The BCL6 gene has long been recognized as an important oncogene in B-cell lymphoma due to its direct deregulation by promiscuous translocations that place it under control of the immunoglobulin heavy-chain locus or a variety of alternative regulatory elements (Ye et al., 1993; Chen et al., 1998). However, recent studies have revealed additional mechanisms by which the expression or activity of BCL6 are deregulated by genetic alterations. Here, we will review the role of genetic alterations in altering BCL6 function in B-cell lymphoma.

Direct Regulation of Bcl6

Deregulation of BCL6 Gene Expression

BCL6 was originally identified in DLBCL as the target of frequent chromosomal translocations occurring on chromosome 3q27 (Baron et al., 1993; Kerckaert et al., 1993; Ye et al., 1993; Figures 1A,B). Subsequent studies also showed that its expression could be deregulated by off-target SHM of its promoter region (Pasqualucci et al., 2003).
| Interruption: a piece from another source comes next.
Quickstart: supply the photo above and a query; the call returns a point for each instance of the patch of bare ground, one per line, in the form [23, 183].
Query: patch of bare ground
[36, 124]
Unlike other genes that are aberrantly mutated such as PIM1 or MYC, BCL6 mutations are found in about 30% of human GCB cells and memory B cells, due to the physiological somatic hypermutation (Pasqualucci et al., 1998, 2001; Shen et al., 1998). However, an analysis of BCL6 mutant alleles from DLBCL tumors and normal GCB cells show a toward for mutations within the first non-coding exon of BCL6 in DLBCL, which could disrupt its circuit of negative autoregulation by preventing BCL6 from binding its own promoter (Wang et al., 2002; Pasqualucci et al., 2003; Figure 1C). The expression of BCL6 is also regulated by the MEF2B and IRF8 transcription factors. The MEF2B gene is mutated in ∼11% of DLBCLs and ∼12% of FL, resulting in enhanced transcriptional activity, increased BCL6 expression, and increased proliferation of DLBCL cell lines (Figure 1D; Ying et al., 2013). As the most common MEF2B mutant, MEF2B drives lymphomagenesis and in mouse model, Mef2b led to GC enlargement and lymphoma development (Brescia et al., 2018). Furthermore, 85% of MEF2B missense mutations were located in the N-terminal conserved MADS box and MEF2 functional domains, suggesting that they may regulate BCL6 at transcriptional level. Knocking down of MEF2B in DLBCL cell lines led to downregulation of BCL6 expression and suppression of cell proliferation. Using a luciferase reporter assay, multiple MEF2B N-terminal missense mutants (D83V, Y69H, and L54P) displayed an increased transcriptional activity on the promoter region of BCL6 (Ying et al., 2013). The IRF8 gene is also mutated at a lower frequency in FL (∼6%; Li et al., 2014). Although these mutations have not been interrogated functionally, they have the potential to also affect BCL6 expression because IRF8 binds to BCL6 promoter and initiates BCL6 expression upon GC entry (Lee et al., 2006).

FIGURE 1

Genetic alteration and direct regulation of BCL6 in B cell lymphoma. (A) A schematic of 3q DNA copy number gain (red) with GISTIC Q value corresponding to DNA copy number gain is shown. BCL6 copy gain is highlighted with arrow. (B) A circos plot shows translocations of BCL6 to a variety or partner genes. (C) BCL6 homodimer binds to its own promoter and negatively auto-regulate its expression. Mutations on the first non-coding exon of BCL6 disrupt this negative autoregulatory circuit by preventing BCL6 from binding its regulatory region. (D) MEF2B directly activates the transcription of BCL6 in normal GCB cells and mutations of MEF2B lead to deregulated expression of BCL6 in B cell lymphoma. (E) The BCL6 protein is regulated at the post-translational level by phosphorylation. Activated B cell receptor (BCR) signaling, DNA damage and SKP1–CUL1–Fbox protein (SCF) complex that contains the orphan F-box protein FBXO11 can all drive phosphorylation of BCL6 and its degradation by ubiquitin proteasome system.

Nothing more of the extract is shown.